It’s a long walk not without setbacks. There are certainly droughts and market fluctuations in pricing, but regardless Sunshine maintains its commitment to the farmers. Anyoti Peronaci’s determination not only enabled Uganda’s chilis to be shipped all over the world, but now its farmers are expanding into new crops like cocoa, ginger, chamomile, and 23 others. “In order to get better prices for our farmers, we decided to create our own brand called ‘Asante Mama’ www.asantemama.com to market these products ‘from farm to table’ directly.” Asante Mama means thank you mama in Swahili. “We chose this name because farmers were always telling me thank you mama but also because we are all thankful to the land that gives us these wonderful crops.” And for being thankful to the land, she has also instituted into an environmental program to plant trees. Sunshine Agro farmers are obliged to plant 20 trees each as a means of conserving the environment and mitigating climate change.

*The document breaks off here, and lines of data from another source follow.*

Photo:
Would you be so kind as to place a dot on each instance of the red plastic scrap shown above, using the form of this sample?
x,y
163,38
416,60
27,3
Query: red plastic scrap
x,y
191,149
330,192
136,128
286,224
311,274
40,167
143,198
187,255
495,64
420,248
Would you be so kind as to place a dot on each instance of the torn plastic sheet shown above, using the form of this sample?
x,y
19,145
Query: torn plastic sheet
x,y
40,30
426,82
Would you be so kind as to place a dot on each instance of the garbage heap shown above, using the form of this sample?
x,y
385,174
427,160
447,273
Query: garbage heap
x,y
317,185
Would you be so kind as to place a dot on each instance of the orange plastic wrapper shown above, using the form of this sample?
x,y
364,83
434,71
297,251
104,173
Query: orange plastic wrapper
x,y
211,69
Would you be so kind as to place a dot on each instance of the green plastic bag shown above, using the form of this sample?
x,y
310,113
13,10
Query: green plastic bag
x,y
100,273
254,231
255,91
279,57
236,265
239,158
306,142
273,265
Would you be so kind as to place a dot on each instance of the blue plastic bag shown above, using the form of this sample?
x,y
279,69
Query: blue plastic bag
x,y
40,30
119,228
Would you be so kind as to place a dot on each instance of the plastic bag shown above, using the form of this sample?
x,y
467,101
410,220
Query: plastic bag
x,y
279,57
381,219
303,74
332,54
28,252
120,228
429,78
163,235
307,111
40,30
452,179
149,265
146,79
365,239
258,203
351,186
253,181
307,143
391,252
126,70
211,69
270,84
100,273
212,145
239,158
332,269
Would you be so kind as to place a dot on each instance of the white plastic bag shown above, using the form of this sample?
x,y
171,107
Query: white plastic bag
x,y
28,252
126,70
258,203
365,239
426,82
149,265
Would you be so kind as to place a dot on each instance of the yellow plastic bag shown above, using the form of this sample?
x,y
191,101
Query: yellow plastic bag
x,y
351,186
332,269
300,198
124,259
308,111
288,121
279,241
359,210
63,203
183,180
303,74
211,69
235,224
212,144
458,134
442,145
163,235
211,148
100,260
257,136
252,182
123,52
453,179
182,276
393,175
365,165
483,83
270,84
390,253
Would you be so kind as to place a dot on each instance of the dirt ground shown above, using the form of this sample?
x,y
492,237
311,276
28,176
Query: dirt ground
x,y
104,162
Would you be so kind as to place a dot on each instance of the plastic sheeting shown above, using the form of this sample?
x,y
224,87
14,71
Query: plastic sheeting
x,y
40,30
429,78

“I work with the poorest of the poor – people at the bottom of the pyramid, people who are stuck into subsistence and out of the market, so for me, the most important testimonial has been that the farmers I work with are now all able to send their children to school. One man even said to me, ‘My life is better because my wife loves me more now that I bring money home.’”

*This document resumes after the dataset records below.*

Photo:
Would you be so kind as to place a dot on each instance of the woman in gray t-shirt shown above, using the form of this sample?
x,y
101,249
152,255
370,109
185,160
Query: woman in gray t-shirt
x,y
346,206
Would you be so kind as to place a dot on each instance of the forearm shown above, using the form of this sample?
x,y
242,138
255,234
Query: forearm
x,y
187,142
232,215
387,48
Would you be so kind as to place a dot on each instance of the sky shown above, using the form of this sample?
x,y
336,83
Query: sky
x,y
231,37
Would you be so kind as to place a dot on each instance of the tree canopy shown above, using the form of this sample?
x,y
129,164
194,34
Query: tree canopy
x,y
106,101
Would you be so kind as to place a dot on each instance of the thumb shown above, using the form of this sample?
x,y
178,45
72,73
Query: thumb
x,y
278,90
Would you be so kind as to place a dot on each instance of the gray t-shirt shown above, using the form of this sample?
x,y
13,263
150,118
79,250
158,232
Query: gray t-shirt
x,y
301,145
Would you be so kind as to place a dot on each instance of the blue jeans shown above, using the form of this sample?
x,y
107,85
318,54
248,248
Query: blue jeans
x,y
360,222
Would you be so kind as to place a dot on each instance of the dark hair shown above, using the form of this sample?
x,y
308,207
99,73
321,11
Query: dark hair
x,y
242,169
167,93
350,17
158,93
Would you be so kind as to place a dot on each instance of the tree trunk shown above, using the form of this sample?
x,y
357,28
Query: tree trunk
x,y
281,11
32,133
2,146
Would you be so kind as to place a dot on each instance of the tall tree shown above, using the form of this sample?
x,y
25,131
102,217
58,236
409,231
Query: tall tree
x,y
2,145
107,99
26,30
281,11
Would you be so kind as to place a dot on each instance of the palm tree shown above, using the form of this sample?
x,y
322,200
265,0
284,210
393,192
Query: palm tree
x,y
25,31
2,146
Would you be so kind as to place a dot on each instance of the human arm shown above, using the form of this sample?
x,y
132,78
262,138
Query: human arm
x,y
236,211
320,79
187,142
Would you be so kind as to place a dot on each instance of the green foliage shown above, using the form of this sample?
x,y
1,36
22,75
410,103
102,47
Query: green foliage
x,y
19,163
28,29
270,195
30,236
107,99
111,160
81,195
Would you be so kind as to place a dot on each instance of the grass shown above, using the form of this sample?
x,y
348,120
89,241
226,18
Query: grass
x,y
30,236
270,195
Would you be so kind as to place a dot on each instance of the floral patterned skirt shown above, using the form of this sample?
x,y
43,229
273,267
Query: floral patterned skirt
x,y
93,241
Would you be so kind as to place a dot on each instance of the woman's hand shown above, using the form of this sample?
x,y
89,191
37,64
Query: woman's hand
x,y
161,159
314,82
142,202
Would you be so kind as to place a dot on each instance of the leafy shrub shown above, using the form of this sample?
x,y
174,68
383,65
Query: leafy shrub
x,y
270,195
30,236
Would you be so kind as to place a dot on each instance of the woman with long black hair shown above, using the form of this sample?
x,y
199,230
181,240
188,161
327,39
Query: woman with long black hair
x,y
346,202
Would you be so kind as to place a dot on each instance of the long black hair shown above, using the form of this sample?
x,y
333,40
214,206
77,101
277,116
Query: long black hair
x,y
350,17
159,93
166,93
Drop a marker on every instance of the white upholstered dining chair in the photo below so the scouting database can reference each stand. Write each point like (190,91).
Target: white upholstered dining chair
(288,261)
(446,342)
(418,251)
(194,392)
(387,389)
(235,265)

Next month, Anyoti Peronaci will try to take her next step and introduce her Asante Mama goods to the US Market at the Organic and Natural Products Expo West, in Los Angeles.
“I decided that I would do my best to contribute something to that community even though the change I can contribute would be very small.”
But honestly, the only thing small about Anyoti Peronaci’s contribution is the way she talks about it.
- Having been born in troubled times, in a poor and backward society, I was lucky to marry and work in affluent societies. In the meantime, I never forgot where I came from. My real passion was going back to my roots, working with the poorest of the poor. The vision of my business concept is that ‘everyone must have means to a decent livelihood’ and the mission of my company is ‘doing business and doing good’.